The Christmas season has always inspired me. It’s a time for giving gifts, cherishing family, and reconnecting with old friends. It’s a time for personal generosity and philanthropic giving. It’s also a perfect time to examine the state of charitable giving in America.
Let’s start with what we already know. For one thing, we know that America is still the most generous nation in the world. More Americans give money, and give in larger portions, than the citizens of any other country. In fact, Spain, the most generous nation in the European Union, gives less than half the amount of the average American and volunteers 80 percent less often.
We know that about 90 percent of those who regularly attend a church, synagogue, or mosque give an average of $2,210 per year, based on a median salary of $49,000. Such people total about one hundred million American citizens. Then there are the seventy million Americans who do not attend religious services. They give an average of $642 per year.
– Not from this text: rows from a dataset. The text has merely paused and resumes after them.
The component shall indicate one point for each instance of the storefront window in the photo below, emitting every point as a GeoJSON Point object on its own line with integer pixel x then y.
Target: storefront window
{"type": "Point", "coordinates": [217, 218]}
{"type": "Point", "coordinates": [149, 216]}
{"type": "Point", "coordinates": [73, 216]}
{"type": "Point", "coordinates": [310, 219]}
Among all Americans, including a middle group who periodically attend religious services, 81 percent donate an amount equal to hundreds of dollars a year per person.
We also know that generosity cuts across political lines. Republican or Democrat, it doesn’t matter. The key variable is religious participation. The link is indisputable: charitable giving and religious involvement go hand-in-hand. Giving in America is a part of our national fabric, our national soul—and that soul definitely has religious roots. When the Puritans set foot in what became Plymouth, Massachusetts, they desired to start a new community that would protect and cherish religious freedom. In order to do so they knew they needed to take care of each other along the way. And so the spirit of American giving began, evolving right along side the customs of earning, saving, and investing. Long before the era of big government, Americans survived by sticking together and helping each other along the way. This ruggedly independent yet generous spirit remains the foundation of our vibrant society today; it’s what so impressed Alexis de Tocqueville when he visited America in the 1800s, and it’s what led Arthur Brooks to write a fascinating new book on giving in America, Who Really Cares: The Surprising Truth about Compassionate Conservatism.
Brooks notes that Americans still believe that the private sector should be active in solving the problems facing our society. Compared to Asia which has the reputation of taking care of the family as means of charity, and Europe which has a reputation of looking to the state to deliver “charity,” America has a reputation of taking care of the stranger as a means of charity. This philosophy has deep religious roots. Jesus lauds the Good Samaritan in the Gospel of Luke for taking care of a stranger met on the road as if he were family. This religious exhortation took root in American Puritanism and became a part of the habits of the heart that make up much of America. The “caring for a stranger” mentality quickly began to distinguish America from Europe and other cultures.
In America, we’re raised to believe that individualism is a good thing, but also that a society is only as strong as its weakest members. Therefore, providing for the stranger, for the person we do not know by name or even face, is the product of individual initiative, not government edict. The result is a myriad of non-profit organizations spread out all over America. They provide for kids on drugs, support foster children, offer art lessons for the disadvantaged, and operate homeless shelters. This list could go on and on, and let’s not forget that an army of volunteers keeps such operations running.
Yes, the spirit of giving and caring for the stranger is alive and well in America today. We should remain ever-thankful for this heritage of charity, one rooted in religious ideals, tempered by tolerance for opposing viewpoints, and buttressed by a belief that freedom is anchored not only by prosperity, but also by displaying compassion for those in need.
This Christmas and Chanukah season please give pause, give thanks, and then give to others. For me, my favorite cause is the Free Wheel Chair Mission, a non-profit organization that provides the gift of mobility to people trapped in poverty in developing countries. For you, it may be a school, a health care facility, church, or homeless shelter. Whatever the case, know that when you write a check , you are taking part in a hallowed American tradition; one that advances the cause of freedom and accepts the responsibility each citizen has to take part in creating a better future for us all.